We'll prove that the right limit of the function, if x approaches to zero, x>0, is 0.

lim f(x) = 0, for x->0, x>0

lim f(x) = +infinite, for x-> +infinite

This fact demonstrates that the function is continuous over the range [0, +infinite).

Since the function is continuous, that means that it could be differentiated, with respect to x.

We'll apply product rule of differentiating.

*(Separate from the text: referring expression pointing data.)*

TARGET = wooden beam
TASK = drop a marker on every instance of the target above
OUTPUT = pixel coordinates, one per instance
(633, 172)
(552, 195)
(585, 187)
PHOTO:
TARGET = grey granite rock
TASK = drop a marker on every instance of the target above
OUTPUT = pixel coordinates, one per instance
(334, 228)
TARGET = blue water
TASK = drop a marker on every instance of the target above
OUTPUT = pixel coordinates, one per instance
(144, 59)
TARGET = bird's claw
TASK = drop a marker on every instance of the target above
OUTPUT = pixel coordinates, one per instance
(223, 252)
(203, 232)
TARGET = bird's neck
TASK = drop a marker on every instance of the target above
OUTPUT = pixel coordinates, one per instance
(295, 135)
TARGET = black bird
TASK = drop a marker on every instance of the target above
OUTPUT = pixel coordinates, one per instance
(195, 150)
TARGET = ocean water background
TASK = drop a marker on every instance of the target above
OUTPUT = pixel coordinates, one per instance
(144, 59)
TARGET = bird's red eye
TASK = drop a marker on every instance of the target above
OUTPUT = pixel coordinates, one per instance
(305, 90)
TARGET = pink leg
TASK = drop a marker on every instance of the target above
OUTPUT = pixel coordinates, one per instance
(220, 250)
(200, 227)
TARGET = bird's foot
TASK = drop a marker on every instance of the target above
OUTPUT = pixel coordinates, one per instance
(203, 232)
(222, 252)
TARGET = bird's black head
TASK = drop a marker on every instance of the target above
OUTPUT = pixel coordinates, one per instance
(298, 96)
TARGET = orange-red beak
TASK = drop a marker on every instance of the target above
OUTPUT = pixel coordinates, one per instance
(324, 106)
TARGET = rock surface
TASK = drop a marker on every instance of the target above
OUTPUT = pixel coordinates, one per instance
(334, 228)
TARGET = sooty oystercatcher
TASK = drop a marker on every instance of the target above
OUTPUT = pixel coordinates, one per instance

f'(x) = lnx/sqrtx + 2sqrtx/x

We'll put f'(x) = 0

lnx/sqrtx + 2sqrtx/x = 0

We'll multiply all over by x*sqrtx

x*lnx + 2(sqrt x)^2 = 0

x*ln x + 2x = 0

We'll factorize by x:

x(ln x + 2) = 0

x = 0

ln x + 2 = 0

ln x = -2

x = e^-2

x = 1/e^2

This is a critical point for the given function. We'll calculate the ordinate of the extreme point, by substituting x into the expression of f(x).

f(1/e^2) = -4/e

We'll verify if the derivative is positive or negative, for values higher than 1/e^2. We'll put x = 1.

ln 1 + 2= 2 > 0

We'll verify if the derivative is positive or negative, for values smaller than 1/e^2. We'll put x = 1/e^3

ln e^-3 + 2 = -3+2 = -1 < 0

**The extreme point f(1/e^2) = -4/e is a minimum point so, f(x)>=-4/e.**